The Security Posture and Hygiene (SPH) domain's Autonomous Posture Command (APC) provides continuous monitoring of the medical device network environment, including detection of new unregistered devices connecting to clinical VLANs, anomalous traffic patterns from known devices, and segmentation control integrity. Posture reviews for healthcare clients specifically verify that medical device VLAN segmentation rules have not been modified, that vendor remote access paths are controlled, and that the medical device inventory reflects the actual device population.
Key Takeaways
- Medical device compromise carries direct patient safety consequences that place it in a distinct, higher risk tier than standard IT security.
- The FDA's 2023 premarket cybersecurity requirements mandate threat modeling, SBOM, vulnerability disclosure processes, and patch planning for new device submissions; they do not affect the legacy installed base.

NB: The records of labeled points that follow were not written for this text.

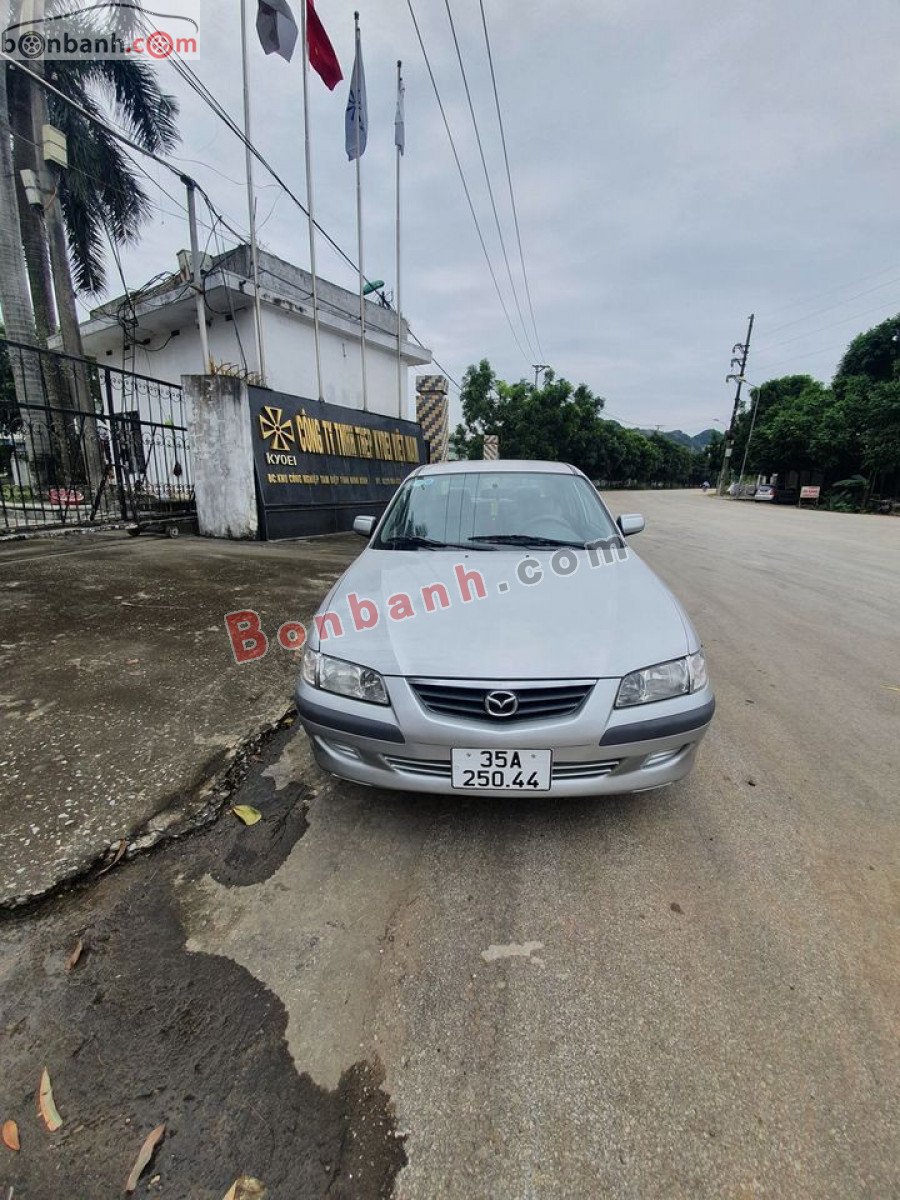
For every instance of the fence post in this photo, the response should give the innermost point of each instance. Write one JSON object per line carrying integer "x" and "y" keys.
{"x": 114, "y": 441}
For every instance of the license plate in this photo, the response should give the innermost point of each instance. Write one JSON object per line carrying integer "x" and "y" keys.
{"x": 502, "y": 771}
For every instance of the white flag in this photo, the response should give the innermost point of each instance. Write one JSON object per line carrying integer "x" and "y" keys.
{"x": 400, "y": 132}
{"x": 355, "y": 145}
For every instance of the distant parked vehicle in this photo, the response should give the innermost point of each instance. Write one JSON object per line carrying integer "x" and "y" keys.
{"x": 774, "y": 495}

- Operational lifecycles of 10 to 20 years mean hospitals routinely operate devices running Windows XP or other end-of-life operating systems that cannot receive patches without triggering regulatory re-clearance.
- WannaCry's 2017 impact on the NHS resulted in 6,800 cancelled appointments and over 92 million pounds in costs, demonstrating that general-purpose ransomware causes clinical harm when medical networks lack segmentation.
- Network segmentation into dedicated clinical VLANs with restrictive firewall rules is the primary compensating control when patching is not possible.
- SBOM requirements enable healthcare organizations to assess device exposure when new vulnerabilities are disclosed, replacing the previous model of waiting for manufacturer communications.
- Vendor remote access is a high-risk vector that should be controlled through privileged access management solutions, not broad VPN connectivity.
Sources
- FDA, "Cybersecurity in Medical Devices: Quality System Considerations and Content of Premarket Submissions," September 2023.
- FDA, "Refuse to Accept Policy for Cyber Devices and Related/Specified Accessories," March 2023.
- NHS England, "WannaCry Cyber Attack and the NHS," Department of Health Report, 2018.
- CISA, "Medical Advisory (ICSMA) Archive," ICS-CERT Medical Advisories.
- Rios, B. and Butts, J., "Security Evaluation of the Philips Xper-IM Infinity," Multigig Inc.
- NTIA, "The Minimum Elements For a Software Bill of Materials (SBOM)," July 2021.
- FDA, "Safety Communication: Cybersecurity Vulnerabilities of Certain Hospira Infusion Systems," 2015.
- Ponemon Institute, "Cost of a Data Breach Report: Healthcare Sector," 2023.
- Medigate (now Claroty), "State of Healthcare IoT Device Security Report," 2023.
- NIST, "Health Insurance Portability and Accountability Act (HIPAA) Security Rule: Security Standards," SP 800-66 Rev. 2.